Worries over North Korea's nuclear programs have now been branded this year's biggest hazard to the South's economy by the nation's central bank chief. The recent tensions are blamed as a contributor to everything from a tumbling stock market to hollowed-out foreign investment.
The economy is far from the downward spiral it took during the 1997-98 Asian financial crisis, but economists warn that investors could be spooked if Pyongyang adds to the two atom bombs it is believed to already possess.
"The nuclear issue is a burden on the economy," said Lee Sung-kwon, chief economist at Goodmorning Shinhan Securities in Seoul.
Clashes with the North are not uncommon on the Korean peninsula, which has been divided since 1945 and fought a three-year war in the 1950s, although they were more common in decades past.
Last June, a naval shootout killed six South Korean sailors, and a year earlier, communist and South Korean troops fired shots across the Demilitarized Zone separating the two sides. Financial markets usually react to such events with no more than a ripple.
But since revelations in October that North Korea has a secret atomic weapons project, even small confrontations along the border carry nuclear overtones.
Just last week, Bank of Korea chief Park Seung called it the biggest peril to the country's economy. If the threat of war were to escalate too far, the economy could shrink this year instead of growing at 5.7 percent as forecast by the central bank, he said.

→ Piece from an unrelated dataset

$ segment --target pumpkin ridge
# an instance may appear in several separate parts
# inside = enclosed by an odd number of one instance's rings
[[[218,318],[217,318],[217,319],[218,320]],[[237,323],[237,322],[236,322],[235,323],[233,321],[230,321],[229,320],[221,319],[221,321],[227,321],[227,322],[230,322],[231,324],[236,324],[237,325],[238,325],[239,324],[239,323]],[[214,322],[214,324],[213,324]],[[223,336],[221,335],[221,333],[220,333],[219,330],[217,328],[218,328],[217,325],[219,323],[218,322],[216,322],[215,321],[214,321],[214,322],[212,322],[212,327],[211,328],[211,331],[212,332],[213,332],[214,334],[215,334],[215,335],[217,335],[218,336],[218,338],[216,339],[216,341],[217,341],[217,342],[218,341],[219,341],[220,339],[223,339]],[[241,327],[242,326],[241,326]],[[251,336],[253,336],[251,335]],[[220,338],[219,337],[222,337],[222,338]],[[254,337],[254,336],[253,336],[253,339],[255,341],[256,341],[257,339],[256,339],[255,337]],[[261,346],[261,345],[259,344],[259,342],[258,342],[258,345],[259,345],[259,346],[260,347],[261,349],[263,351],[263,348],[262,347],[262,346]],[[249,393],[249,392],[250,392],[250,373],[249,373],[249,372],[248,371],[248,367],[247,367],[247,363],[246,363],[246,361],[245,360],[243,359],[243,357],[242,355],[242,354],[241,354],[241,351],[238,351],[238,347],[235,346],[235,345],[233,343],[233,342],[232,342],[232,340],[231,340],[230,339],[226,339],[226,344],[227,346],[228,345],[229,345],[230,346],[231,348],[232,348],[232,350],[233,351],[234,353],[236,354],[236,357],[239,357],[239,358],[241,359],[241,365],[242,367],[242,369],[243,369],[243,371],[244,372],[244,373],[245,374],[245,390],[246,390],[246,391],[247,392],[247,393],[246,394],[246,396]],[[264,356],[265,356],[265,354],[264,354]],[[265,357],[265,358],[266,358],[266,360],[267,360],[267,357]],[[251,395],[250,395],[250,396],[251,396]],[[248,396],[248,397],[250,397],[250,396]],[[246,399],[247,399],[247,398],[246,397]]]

Any disruption to peace would be a "significant blow" to foreign investment as well as exports and domestic consumption, Park said.
As the dispute intensified throughout December, Seoul's main stock index fell more than 13 percent from the month before -- and was down nearly 10 percent from last year. On Tuesday, it shed another 2.2 percent.
Analysts say stocks began to tail off months ago because of corporate-governance worries, but that the recent tumble is as much due to concerns about foreign investment and security.
Worries about deteriorating inter-Korean relations run especially deep for the hundreds of South Korean firms planning to locate factories in the North, some in a special economic zone to be set up with South Korean investment.
Those plans are jeopardized by the nuclear standoff, as evidenced by postponement of the Dec. 26 groundbreaking for the special economic zone.
The Seoul government now hopes to draw up agreements with the North later this month on investment guarantees for South Korean investors and assurances against double taxation, South Korea's Yonhap news agency reported Tuesday.
Foreign investors are also increasingly leery.
The South Korean Commerce Ministry said Tuesday that direct investment by foreigners dropped 64 percent in the fourth quarter, compared with the same period in 2001. A variety of factors have been cited, including overseas jitters about North Korea and Iraq, as well as global economic woes. It expects the decline to continue through the beginning of 2003.
The nuclear crisis may also undermine the economic agenda of incoming President Roh Moo-hyun, who takes office late next month. Burdened by new diplomatic pressures, he may have less focus on his much vaunted economic reforms, analysts say.
Still, many business leaders say worries are more a matter of perception than economic fundamentals, which still remain fairly bright.
The Finance Ministry expects exports to grow by 7.5 percent this year to a record $175 billion. That should help South Korea build up the foreign reserves to weather an outbreak of conflict -- even the anticipated oil shock of a possible war in the Middle East.
And the Bank of America Corp. contends in its latest regional outlook that the nuclear drama is unlikely to have any lasting damage on the recovering South Korean economy, barring occasional dips.
"For North Korea, provoking a war with the U.S. is suicidal and clearly not an option," it said. "Not even the brinkmanship of North Korea is likely to derail further recovery of regional economies."